Another notable tactic entails the use of breached user accounts to create, modify, and grant high permissions to OAuth applications that they can misuse to hide malicious activity. This enables threat actors to maintain access to applications, even if they lose access to the initially compromised account, the company pointed out.
These malicious OAuth applications are ultimately used to authenticate to Microsoft Exchange Online and target Microsoft corporate email accounts to exfiltrate data of interest.
In the incident targeting Microsoft in November 2023, the threat actor used a password spray attack to successfully infiltrate a legacy, non-production test tenant account that did not have multi-factor authentication (MFA) enabled.
"In this observed Midnight Blizzard activity, the actor tailored their password spray attacks to a limited number of accounts, using a low number of attempts to evade detection and avoid account blocks based on the volume of failures," it said.
The intruders then leveraged their initial access to identify and compromise a legacy test OAuth application that had elevated access to the Microsoft corporate environment, weaponizing it to create additional malicious OAuth applications and grant them the Office 365 Exchange Online full_access_as_app role in order to obtain access to mailboxes.
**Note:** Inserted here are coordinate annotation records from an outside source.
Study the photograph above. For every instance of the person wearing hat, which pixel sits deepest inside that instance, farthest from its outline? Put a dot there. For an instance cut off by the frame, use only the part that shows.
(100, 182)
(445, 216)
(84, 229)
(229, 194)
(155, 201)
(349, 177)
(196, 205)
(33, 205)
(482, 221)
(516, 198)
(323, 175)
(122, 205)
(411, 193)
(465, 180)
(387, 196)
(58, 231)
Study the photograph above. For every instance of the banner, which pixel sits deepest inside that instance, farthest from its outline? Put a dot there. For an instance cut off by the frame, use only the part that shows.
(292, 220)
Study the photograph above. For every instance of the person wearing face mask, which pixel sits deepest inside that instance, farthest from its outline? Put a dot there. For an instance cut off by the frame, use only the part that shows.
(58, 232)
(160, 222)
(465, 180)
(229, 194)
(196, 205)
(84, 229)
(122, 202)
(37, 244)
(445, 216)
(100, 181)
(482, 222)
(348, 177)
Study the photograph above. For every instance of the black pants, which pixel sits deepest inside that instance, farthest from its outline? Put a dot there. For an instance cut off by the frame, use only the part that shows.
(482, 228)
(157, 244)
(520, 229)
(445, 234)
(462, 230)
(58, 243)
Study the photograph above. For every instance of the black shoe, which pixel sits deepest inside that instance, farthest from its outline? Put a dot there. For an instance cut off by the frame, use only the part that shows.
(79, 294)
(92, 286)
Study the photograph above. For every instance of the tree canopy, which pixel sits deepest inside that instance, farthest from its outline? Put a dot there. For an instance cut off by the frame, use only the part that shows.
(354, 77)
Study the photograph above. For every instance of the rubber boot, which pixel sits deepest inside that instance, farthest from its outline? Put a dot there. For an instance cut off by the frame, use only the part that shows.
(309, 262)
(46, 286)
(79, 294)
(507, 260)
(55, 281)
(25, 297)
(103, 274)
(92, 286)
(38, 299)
Such attacks are launched from a distributed residential proxy infrastructure to conceal their origins, allowing the threat actor to interact with the compromised tenant and with Exchange Online via a vast network of IP addresses that are also used by legitimate users.
"Midnight Blizzard's use of residential proxies to obfuscate connections makes traditional indicators of compromise (IoC)-based detection infeasible due to the high changeover rate of IP addresses," Redmond said, necessitating that organizations take steps to defend against rogue OAuth applications and password spraying.